Escribir como acto voluntario contra la muerte. En paz descansan los que provocaron la guerra también.

Me desbasta el hambre, la humillación de los que menos tienen, el horror de la represión. La justicia actúa todas las noches, en un teatro distinto, y siempre a sala vacía.

Mi tiranía consiste en ver con los ojos desnudos, la realidad. Hacerle el amor a los mártires en sus cajones. Y volver a casa aliviada por haber tenido un gran día.




domingo, 20 de agosto de 2023

me sumerjo


 

19 de agosto

 


un caleidoscopio

una venganza de los sentidos

merece que rece y sin embargo

hay un arsenal de dioses crispados del otro lado de la villa

y no soy el diablo que va a salvar tu vida

pero me parezco

 

no encuentro el disfraz de mi misma

no hay vida en el barro ni en mi costilla

que tus ojos se cierren en el próximo renglón

que tu cuerpo caiga sobre la luz blanca

sin velos el alma mira mejor

sin palabras el silencio sabe lo que dice

 



martes, 13 de junio de 2023

13 de junio

 


escribir a la nada el todo y sentarse a ver el infinito, escribir como quien camina y sube una montaña de palabras, saber que las horas son olas y que el mar nos espera


escribir como la Maja, desnuda y verte sonreír escribir para alguien que entiende y echar a correr saber que las horas son las olas del tiempo parado en tu puerta



viernes, 19 de mayo de 2023

Soledad

 


Es una cruci ficción, una caricia en lágrima, sombras blancas, ceniza, la noche contra el piso, cierto desierto, un beso a contraluz que se estrella contra un bostezo de cemento, uno mismo que se apiada de uno mismo, y de otro que se apiada de sí mismo. La soledad es una edad que envejece aunque no pasen los años, es una antorcha de libertad triste con el fuego apenas encendido, la esquina vacía, el vaso lleno, un verbo anclado en la primera persona. Tantas veces la demora, o la diáspora, el entrecejo fruncido, una flor que se seca el daño en la entrepierna. Es la víspera del tu en mi, y de él en vos, con el estupor en los labios.



ola

 


Profundidad que se mece en cuna de tierra, el mar, avistado desde el vuelo repentino de un ave solitaria.



7

 


Mañana, subiré las escalinatas del observatorio de Moebius para divisar desde su altura el color verdadero de la esperanza. Para manchar el cielo con las nubes de un día nuevo. Para seguir probando en el laboratorio de los astros, las distancias necesarias entre mundos desconocidos. Y en ese ardor de la tarde cercana al sol, correré el velo como un telón cerrado que intenta torpemente amedrentarme. En el observatorio encontraré el espejo de mi alma enfocando sabiamente a una galaxia cercana, testigo del vértigo padecido en masa sobre la superficie terrestre. En un mapa inconcluso de un universo que nunca acaba, trazaré el recorrido de una órbita desconocida para llegar al tesoro que un pirata del espacio escondió. 

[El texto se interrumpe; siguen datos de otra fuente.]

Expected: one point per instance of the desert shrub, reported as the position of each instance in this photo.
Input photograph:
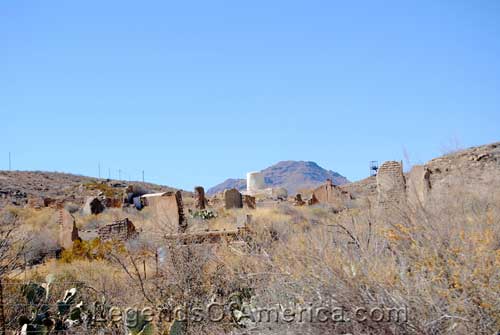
(90, 250)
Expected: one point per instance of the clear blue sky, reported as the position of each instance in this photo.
(194, 92)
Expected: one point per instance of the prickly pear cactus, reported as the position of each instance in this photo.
(43, 319)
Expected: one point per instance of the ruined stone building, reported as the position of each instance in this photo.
(391, 185)
(233, 199)
(119, 230)
(68, 233)
(330, 194)
(167, 210)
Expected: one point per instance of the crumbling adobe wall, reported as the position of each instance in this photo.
(199, 196)
(68, 233)
(331, 195)
(391, 185)
(168, 211)
(120, 230)
(233, 199)
(418, 185)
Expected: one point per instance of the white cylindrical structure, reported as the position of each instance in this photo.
(255, 182)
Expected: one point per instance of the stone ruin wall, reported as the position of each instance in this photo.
(391, 185)
(119, 230)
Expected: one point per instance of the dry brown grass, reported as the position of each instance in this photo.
(441, 262)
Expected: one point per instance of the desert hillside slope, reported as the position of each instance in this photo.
(292, 175)
(17, 187)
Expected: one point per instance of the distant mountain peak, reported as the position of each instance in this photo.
(292, 175)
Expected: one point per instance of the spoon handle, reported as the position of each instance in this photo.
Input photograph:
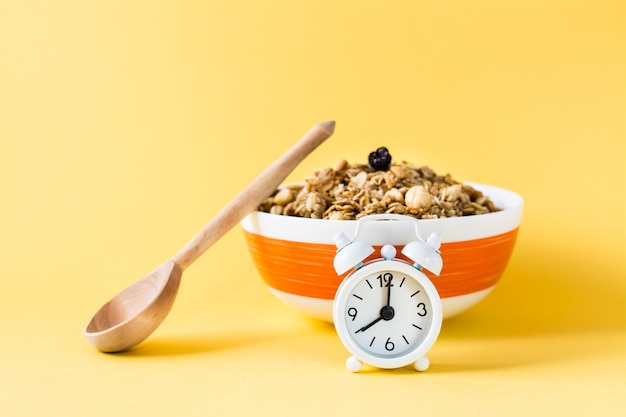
(253, 195)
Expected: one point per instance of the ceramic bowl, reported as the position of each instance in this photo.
(294, 255)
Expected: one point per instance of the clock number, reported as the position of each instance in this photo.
(384, 280)
(422, 310)
(389, 346)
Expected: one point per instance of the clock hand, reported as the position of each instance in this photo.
(388, 293)
(367, 326)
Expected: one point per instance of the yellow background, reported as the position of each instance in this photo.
(125, 125)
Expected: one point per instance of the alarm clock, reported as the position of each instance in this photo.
(386, 311)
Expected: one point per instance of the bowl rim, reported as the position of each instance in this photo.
(452, 229)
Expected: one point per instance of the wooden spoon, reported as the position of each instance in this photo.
(133, 314)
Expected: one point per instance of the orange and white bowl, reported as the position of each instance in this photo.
(294, 255)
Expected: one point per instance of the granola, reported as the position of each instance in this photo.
(350, 191)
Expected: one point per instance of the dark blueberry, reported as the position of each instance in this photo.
(380, 159)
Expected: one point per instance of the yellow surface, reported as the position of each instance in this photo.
(125, 125)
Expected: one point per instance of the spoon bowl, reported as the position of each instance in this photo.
(133, 314)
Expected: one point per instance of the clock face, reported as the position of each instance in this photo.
(390, 315)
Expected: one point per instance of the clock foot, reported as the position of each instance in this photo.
(422, 364)
(353, 364)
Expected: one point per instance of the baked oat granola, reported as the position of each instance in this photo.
(350, 191)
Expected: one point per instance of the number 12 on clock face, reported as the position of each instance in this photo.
(387, 313)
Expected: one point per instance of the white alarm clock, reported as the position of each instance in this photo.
(387, 312)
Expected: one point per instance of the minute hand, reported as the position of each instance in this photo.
(364, 328)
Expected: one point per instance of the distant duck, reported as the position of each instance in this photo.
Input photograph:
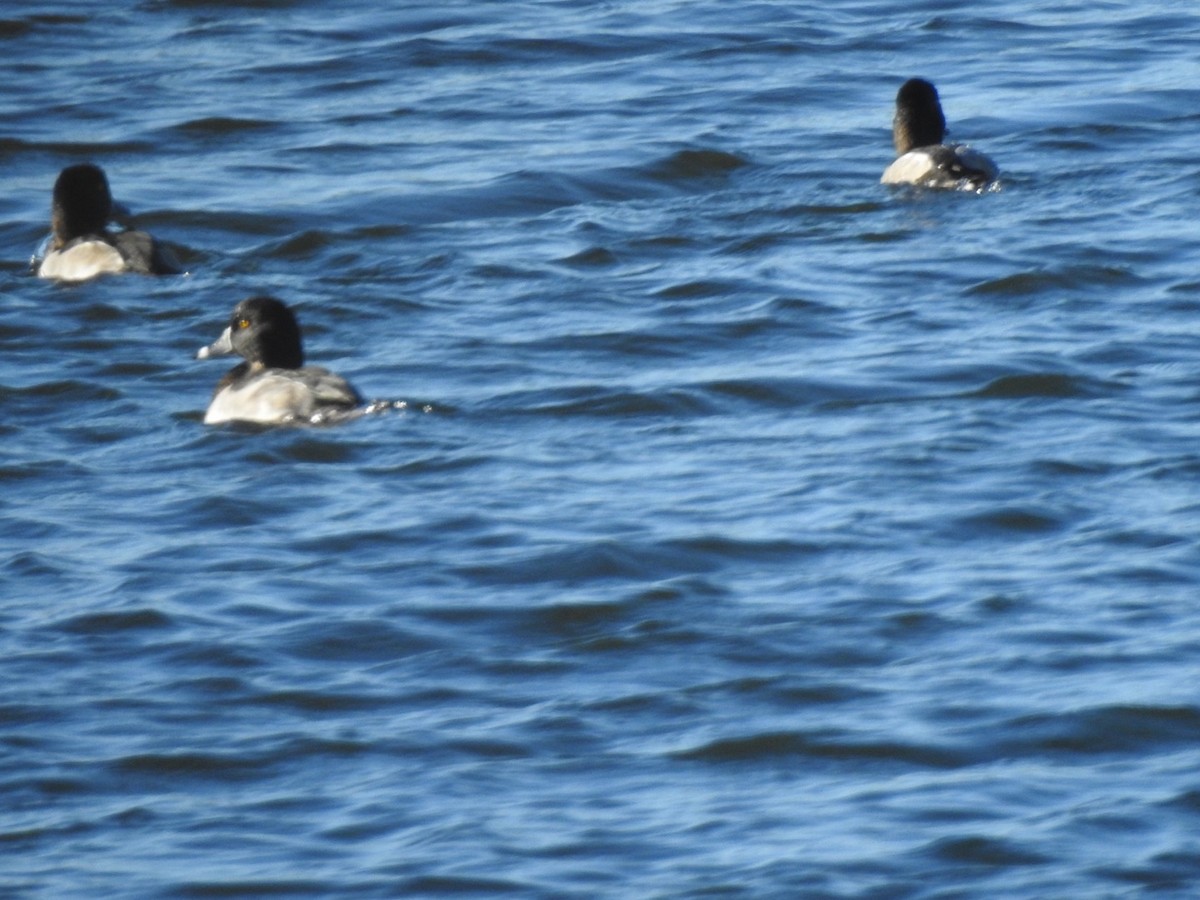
(81, 244)
(918, 131)
(273, 387)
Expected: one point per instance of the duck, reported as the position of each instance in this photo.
(273, 385)
(81, 244)
(918, 131)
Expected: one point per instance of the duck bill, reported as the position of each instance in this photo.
(221, 347)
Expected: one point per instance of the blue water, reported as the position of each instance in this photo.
(748, 529)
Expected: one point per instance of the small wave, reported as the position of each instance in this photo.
(1009, 520)
(1117, 729)
(1037, 384)
(985, 851)
(685, 165)
(772, 745)
(222, 125)
(101, 623)
(1038, 281)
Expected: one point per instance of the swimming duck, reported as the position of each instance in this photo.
(918, 130)
(273, 387)
(81, 244)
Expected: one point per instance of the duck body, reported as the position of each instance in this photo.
(273, 385)
(918, 132)
(82, 246)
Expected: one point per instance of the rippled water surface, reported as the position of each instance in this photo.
(744, 528)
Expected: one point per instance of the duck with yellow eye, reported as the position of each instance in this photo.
(273, 385)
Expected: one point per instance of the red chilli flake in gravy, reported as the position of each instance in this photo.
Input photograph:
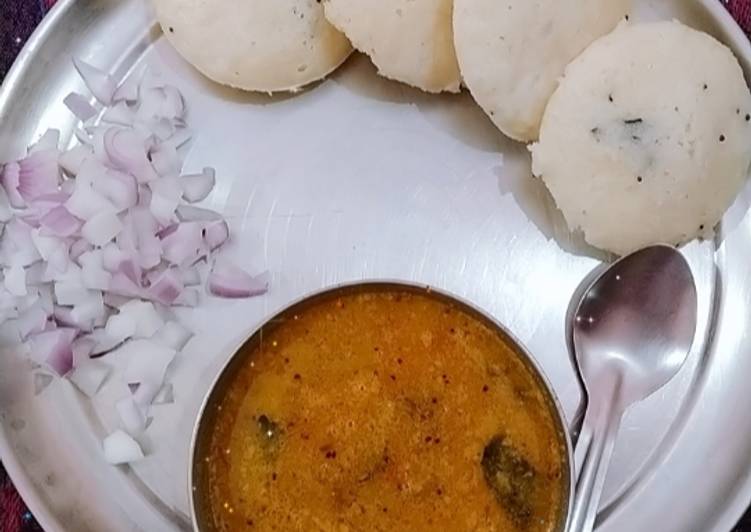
(383, 410)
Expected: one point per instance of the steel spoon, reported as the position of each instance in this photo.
(632, 332)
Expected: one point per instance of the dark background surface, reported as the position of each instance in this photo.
(18, 18)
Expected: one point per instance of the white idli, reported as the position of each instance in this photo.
(258, 45)
(512, 52)
(410, 41)
(648, 137)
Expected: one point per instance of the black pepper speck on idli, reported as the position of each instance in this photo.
(256, 45)
(646, 139)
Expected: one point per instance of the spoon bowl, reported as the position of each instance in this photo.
(637, 322)
(632, 332)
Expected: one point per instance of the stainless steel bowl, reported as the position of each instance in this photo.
(207, 413)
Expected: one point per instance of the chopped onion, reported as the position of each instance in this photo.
(10, 178)
(165, 395)
(79, 106)
(5, 210)
(72, 160)
(89, 376)
(167, 287)
(60, 222)
(144, 314)
(50, 140)
(38, 174)
(15, 280)
(85, 203)
(101, 85)
(120, 327)
(119, 114)
(197, 187)
(227, 280)
(166, 160)
(216, 234)
(53, 349)
(119, 448)
(184, 245)
(93, 237)
(127, 152)
(132, 417)
(102, 228)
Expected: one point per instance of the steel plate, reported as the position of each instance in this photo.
(362, 178)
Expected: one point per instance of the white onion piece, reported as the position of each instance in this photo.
(16, 246)
(94, 275)
(180, 137)
(172, 335)
(60, 222)
(32, 321)
(38, 174)
(191, 276)
(163, 208)
(89, 376)
(15, 280)
(103, 343)
(120, 327)
(166, 160)
(167, 287)
(82, 348)
(126, 150)
(145, 228)
(121, 285)
(229, 281)
(119, 188)
(216, 234)
(79, 106)
(102, 228)
(90, 311)
(165, 395)
(131, 416)
(119, 114)
(119, 448)
(46, 299)
(112, 256)
(101, 84)
(85, 203)
(10, 178)
(190, 297)
(148, 321)
(78, 248)
(6, 212)
(50, 140)
(64, 318)
(184, 245)
(197, 187)
(72, 160)
(53, 349)
(144, 393)
(69, 293)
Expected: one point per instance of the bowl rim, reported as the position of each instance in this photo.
(519, 347)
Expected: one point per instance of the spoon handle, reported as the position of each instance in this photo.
(594, 450)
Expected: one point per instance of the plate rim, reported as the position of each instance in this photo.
(736, 506)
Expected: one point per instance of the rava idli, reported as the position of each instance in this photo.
(408, 40)
(257, 45)
(648, 137)
(512, 52)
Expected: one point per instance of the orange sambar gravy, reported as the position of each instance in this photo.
(381, 409)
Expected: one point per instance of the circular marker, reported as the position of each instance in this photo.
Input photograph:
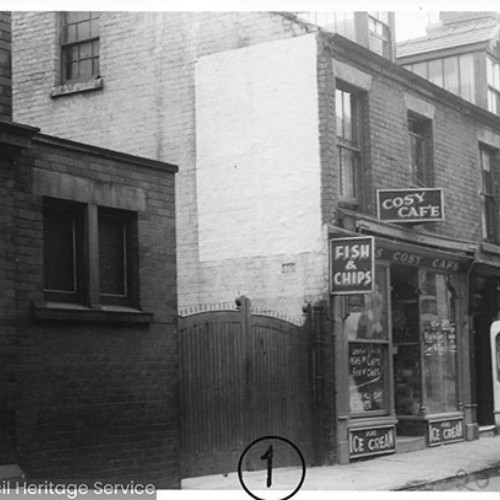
(267, 451)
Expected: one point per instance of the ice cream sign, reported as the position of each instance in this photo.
(410, 205)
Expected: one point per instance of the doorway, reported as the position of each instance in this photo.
(406, 345)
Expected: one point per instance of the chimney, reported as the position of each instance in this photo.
(5, 67)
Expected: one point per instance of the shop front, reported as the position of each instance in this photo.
(402, 350)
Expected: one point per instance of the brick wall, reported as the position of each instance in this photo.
(147, 107)
(5, 66)
(96, 401)
(387, 151)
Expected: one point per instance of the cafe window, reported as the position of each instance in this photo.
(80, 46)
(488, 200)
(438, 329)
(71, 233)
(379, 33)
(347, 106)
(455, 73)
(420, 134)
(366, 328)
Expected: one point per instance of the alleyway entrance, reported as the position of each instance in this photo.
(243, 376)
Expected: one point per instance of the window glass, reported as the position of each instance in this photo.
(366, 328)
(436, 72)
(467, 77)
(488, 200)
(59, 235)
(80, 50)
(347, 143)
(451, 74)
(438, 327)
(112, 255)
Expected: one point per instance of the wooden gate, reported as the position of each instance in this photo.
(243, 376)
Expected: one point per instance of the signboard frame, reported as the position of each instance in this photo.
(349, 239)
(447, 441)
(413, 220)
(372, 453)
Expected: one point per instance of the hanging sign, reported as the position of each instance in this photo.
(410, 205)
(352, 265)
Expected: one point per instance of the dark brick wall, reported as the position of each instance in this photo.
(5, 66)
(87, 401)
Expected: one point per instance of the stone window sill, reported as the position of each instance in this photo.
(55, 311)
(77, 87)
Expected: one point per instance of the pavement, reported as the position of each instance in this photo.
(467, 463)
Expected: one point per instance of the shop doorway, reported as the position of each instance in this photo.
(484, 311)
(406, 346)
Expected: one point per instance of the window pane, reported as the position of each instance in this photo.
(83, 30)
(437, 303)
(368, 365)
(59, 249)
(367, 313)
(436, 72)
(85, 69)
(347, 116)
(451, 74)
(85, 50)
(112, 255)
(348, 168)
(467, 77)
(420, 69)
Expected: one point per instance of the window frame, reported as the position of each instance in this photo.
(425, 138)
(67, 46)
(88, 291)
(489, 202)
(376, 24)
(354, 145)
(77, 295)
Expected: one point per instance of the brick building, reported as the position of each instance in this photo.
(89, 384)
(461, 54)
(284, 133)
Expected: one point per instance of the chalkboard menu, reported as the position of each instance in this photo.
(439, 338)
(367, 369)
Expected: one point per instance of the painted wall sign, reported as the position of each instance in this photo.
(352, 265)
(410, 205)
(446, 431)
(417, 259)
(366, 442)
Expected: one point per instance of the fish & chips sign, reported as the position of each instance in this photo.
(410, 205)
(352, 264)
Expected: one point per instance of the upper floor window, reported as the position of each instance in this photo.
(347, 107)
(420, 132)
(488, 200)
(80, 46)
(90, 254)
(455, 74)
(379, 33)
(493, 79)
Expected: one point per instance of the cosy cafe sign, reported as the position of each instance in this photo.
(410, 205)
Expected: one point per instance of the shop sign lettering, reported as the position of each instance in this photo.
(366, 442)
(415, 259)
(410, 205)
(352, 264)
(446, 431)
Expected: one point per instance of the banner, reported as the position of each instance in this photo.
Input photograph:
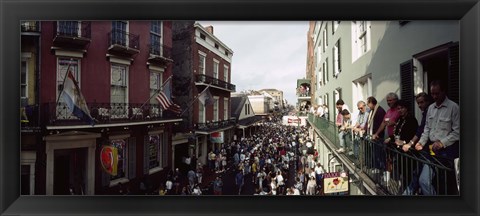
(216, 137)
(109, 159)
(335, 182)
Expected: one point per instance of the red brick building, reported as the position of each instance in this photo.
(201, 61)
(118, 65)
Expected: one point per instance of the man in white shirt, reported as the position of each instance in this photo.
(441, 134)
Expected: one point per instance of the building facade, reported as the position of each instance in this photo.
(357, 59)
(202, 64)
(277, 95)
(118, 66)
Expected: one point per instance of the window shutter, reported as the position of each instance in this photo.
(406, 78)
(453, 73)
(105, 176)
(339, 57)
(131, 157)
(146, 154)
(164, 145)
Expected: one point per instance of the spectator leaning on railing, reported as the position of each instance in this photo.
(375, 119)
(441, 132)
(360, 126)
(423, 101)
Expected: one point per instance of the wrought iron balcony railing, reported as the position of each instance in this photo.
(105, 113)
(209, 126)
(395, 171)
(30, 26)
(124, 39)
(214, 81)
(73, 29)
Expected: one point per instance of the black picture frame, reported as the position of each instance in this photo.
(12, 12)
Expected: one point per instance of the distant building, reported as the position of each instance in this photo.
(277, 95)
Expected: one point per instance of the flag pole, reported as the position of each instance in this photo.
(63, 84)
(160, 89)
(195, 99)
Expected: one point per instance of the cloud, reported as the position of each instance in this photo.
(266, 54)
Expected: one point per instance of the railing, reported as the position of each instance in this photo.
(208, 126)
(30, 26)
(122, 38)
(105, 113)
(72, 29)
(160, 50)
(388, 166)
(214, 81)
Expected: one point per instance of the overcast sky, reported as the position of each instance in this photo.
(269, 54)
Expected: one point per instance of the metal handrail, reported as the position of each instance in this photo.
(214, 81)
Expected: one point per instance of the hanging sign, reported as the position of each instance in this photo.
(335, 182)
(109, 159)
(216, 137)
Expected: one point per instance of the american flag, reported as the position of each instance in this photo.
(165, 100)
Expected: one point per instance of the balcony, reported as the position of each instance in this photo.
(160, 54)
(123, 43)
(30, 27)
(401, 169)
(105, 113)
(202, 79)
(214, 125)
(71, 34)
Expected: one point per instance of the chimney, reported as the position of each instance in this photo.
(209, 29)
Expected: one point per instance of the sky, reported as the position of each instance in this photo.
(266, 54)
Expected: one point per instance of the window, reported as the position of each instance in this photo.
(225, 73)
(122, 152)
(201, 63)
(62, 65)
(335, 25)
(215, 109)
(360, 38)
(325, 71)
(119, 90)
(155, 38)
(215, 69)
(336, 59)
(201, 112)
(155, 85)
(68, 28)
(120, 33)
(225, 109)
(157, 151)
(23, 80)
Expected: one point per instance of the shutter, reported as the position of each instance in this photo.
(339, 57)
(165, 141)
(406, 78)
(453, 92)
(105, 176)
(131, 157)
(146, 154)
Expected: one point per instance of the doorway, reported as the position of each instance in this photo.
(70, 171)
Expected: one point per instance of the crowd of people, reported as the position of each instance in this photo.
(436, 137)
(271, 160)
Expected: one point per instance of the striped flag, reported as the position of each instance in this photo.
(164, 98)
(74, 99)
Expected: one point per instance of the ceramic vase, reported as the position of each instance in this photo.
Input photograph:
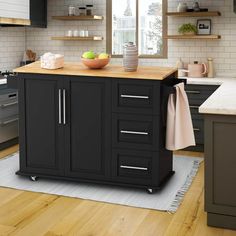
(182, 7)
(130, 57)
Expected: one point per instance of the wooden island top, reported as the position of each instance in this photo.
(112, 71)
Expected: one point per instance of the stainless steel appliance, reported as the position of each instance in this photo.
(8, 113)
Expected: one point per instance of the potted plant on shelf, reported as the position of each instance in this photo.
(188, 29)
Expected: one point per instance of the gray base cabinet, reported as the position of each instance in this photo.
(220, 174)
(102, 130)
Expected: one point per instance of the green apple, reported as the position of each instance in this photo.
(103, 56)
(89, 55)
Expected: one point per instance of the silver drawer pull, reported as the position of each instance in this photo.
(133, 132)
(134, 168)
(196, 129)
(9, 121)
(59, 106)
(8, 104)
(192, 92)
(64, 107)
(133, 96)
(194, 107)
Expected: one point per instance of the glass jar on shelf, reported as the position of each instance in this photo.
(89, 10)
(82, 11)
(71, 10)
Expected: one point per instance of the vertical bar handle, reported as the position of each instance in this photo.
(64, 106)
(59, 106)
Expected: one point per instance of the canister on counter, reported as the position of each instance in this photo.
(89, 10)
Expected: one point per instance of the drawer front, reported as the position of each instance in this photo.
(136, 97)
(198, 127)
(135, 132)
(134, 167)
(194, 109)
(197, 94)
(8, 128)
(8, 108)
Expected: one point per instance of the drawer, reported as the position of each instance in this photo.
(198, 127)
(133, 167)
(197, 94)
(8, 128)
(8, 108)
(136, 97)
(12, 82)
(194, 109)
(135, 132)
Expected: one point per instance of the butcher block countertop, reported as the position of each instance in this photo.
(112, 71)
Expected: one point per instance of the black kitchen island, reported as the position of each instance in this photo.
(102, 126)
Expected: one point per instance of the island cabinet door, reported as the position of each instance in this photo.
(41, 135)
(88, 135)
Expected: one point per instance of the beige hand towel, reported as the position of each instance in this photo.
(179, 130)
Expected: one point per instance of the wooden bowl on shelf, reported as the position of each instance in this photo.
(95, 63)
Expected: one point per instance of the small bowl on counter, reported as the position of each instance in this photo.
(95, 63)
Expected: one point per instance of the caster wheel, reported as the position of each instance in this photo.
(150, 190)
(33, 178)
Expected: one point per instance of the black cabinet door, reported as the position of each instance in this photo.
(38, 13)
(88, 135)
(41, 136)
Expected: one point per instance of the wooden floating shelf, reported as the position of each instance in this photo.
(204, 37)
(194, 14)
(66, 38)
(11, 21)
(94, 17)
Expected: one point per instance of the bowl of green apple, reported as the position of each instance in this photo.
(95, 61)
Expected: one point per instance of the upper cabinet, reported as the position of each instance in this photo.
(15, 12)
(38, 13)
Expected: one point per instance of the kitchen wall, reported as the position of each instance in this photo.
(223, 51)
(12, 46)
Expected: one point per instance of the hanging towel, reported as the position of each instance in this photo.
(179, 130)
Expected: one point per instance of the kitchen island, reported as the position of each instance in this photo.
(102, 126)
(220, 155)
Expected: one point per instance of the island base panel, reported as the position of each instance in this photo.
(224, 221)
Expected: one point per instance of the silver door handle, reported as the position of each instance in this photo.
(194, 107)
(59, 106)
(192, 92)
(9, 121)
(64, 106)
(133, 96)
(133, 132)
(134, 168)
(8, 104)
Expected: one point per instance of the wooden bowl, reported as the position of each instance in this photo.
(95, 63)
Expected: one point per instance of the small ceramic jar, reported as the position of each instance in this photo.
(196, 6)
(182, 7)
(130, 57)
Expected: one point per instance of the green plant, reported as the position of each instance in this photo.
(187, 28)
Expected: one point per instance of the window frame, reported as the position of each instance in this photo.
(164, 31)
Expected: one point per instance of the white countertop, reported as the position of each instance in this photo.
(223, 100)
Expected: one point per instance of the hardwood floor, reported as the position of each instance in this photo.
(32, 214)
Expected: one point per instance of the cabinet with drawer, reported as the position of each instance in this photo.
(197, 95)
(93, 129)
(8, 117)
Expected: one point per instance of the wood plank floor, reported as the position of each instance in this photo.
(33, 214)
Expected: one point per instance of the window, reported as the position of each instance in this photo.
(138, 21)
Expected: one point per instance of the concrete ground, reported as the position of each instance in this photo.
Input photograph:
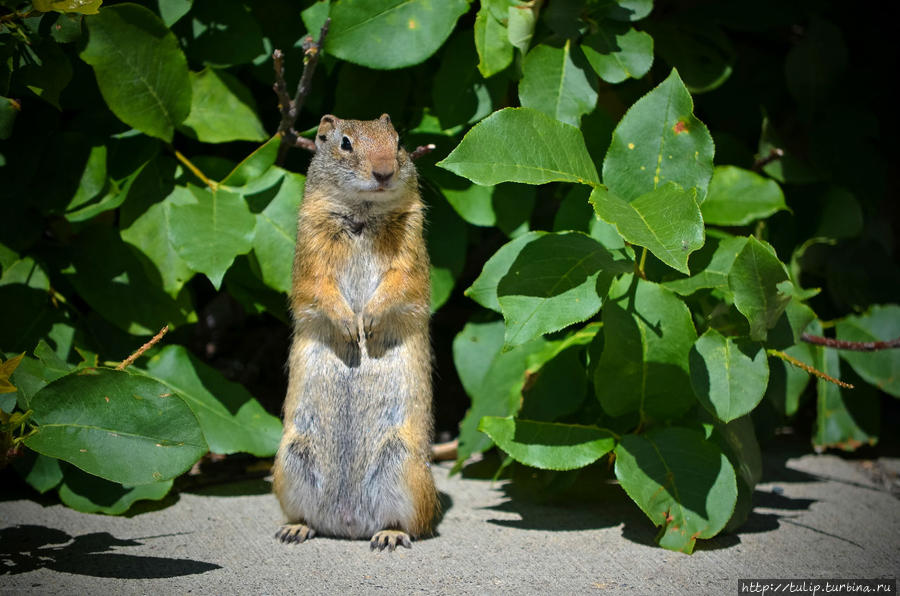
(815, 516)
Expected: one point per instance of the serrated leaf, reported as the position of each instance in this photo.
(122, 427)
(484, 289)
(492, 378)
(392, 33)
(647, 337)
(666, 221)
(659, 141)
(729, 375)
(737, 197)
(275, 233)
(548, 445)
(554, 281)
(91, 494)
(231, 419)
(495, 51)
(558, 82)
(140, 68)
(715, 274)
(879, 323)
(682, 482)
(618, 52)
(40, 472)
(222, 109)
(79, 6)
(116, 285)
(211, 231)
(753, 278)
(522, 145)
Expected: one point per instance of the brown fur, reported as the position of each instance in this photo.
(357, 415)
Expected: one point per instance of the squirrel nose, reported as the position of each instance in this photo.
(382, 177)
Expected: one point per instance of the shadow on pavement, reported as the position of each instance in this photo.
(26, 548)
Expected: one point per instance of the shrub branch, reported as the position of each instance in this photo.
(856, 346)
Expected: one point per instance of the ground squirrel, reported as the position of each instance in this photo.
(354, 457)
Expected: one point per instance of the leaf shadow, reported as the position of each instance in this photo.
(25, 548)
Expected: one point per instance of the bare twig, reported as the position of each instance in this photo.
(813, 371)
(130, 360)
(422, 150)
(774, 155)
(290, 108)
(856, 346)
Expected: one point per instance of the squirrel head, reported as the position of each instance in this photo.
(362, 158)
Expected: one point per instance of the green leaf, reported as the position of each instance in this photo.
(558, 82)
(231, 419)
(149, 232)
(390, 33)
(40, 472)
(9, 109)
(116, 285)
(647, 337)
(737, 197)
(618, 52)
(682, 482)
(140, 69)
(492, 378)
(484, 289)
(881, 368)
(753, 278)
(729, 375)
(122, 427)
(666, 221)
(715, 274)
(254, 165)
(522, 145)
(845, 419)
(460, 95)
(548, 445)
(211, 231)
(521, 19)
(90, 494)
(495, 51)
(225, 34)
(554, 281)
(47, 76)
(78, 6)
(659, 141)
(276, 225)
(700, 51)
(222, 109)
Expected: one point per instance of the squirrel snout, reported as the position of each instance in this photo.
(382, 176)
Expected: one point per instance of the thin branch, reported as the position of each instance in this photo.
(808, 368)
(422, 150)
(774, 155)
(212, 184)
(140, 351)
(856, 346)
(290, 108)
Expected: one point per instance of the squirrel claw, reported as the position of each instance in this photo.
(294, 533)
(390, 539)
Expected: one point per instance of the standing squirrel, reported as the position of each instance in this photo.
(354, 457)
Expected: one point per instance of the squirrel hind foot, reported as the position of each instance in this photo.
(294, 533)
(390, 539)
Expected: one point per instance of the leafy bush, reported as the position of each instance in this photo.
(640, 203)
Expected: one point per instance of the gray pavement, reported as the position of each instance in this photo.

domingo, 14 de mayo de 2023

Y morirme contigo si te matas!



Algo nace, se mece entre los labios, una voz que se empaña contra el vidrio y escribe en el silencio; aquí no hay voces, hay  miradas, pupilas abiertas con un sueño dormido hasta tarde, los ojos de la palabra puestos en un papel convaleciente; sobre el vértice cayó la gota de la tinta, de la vida, sangró el capullo abierto de una idea venida del mundo del adiós; aquí hay un alma que se siente vista mientras habla sobre la luz que te toca en secreto.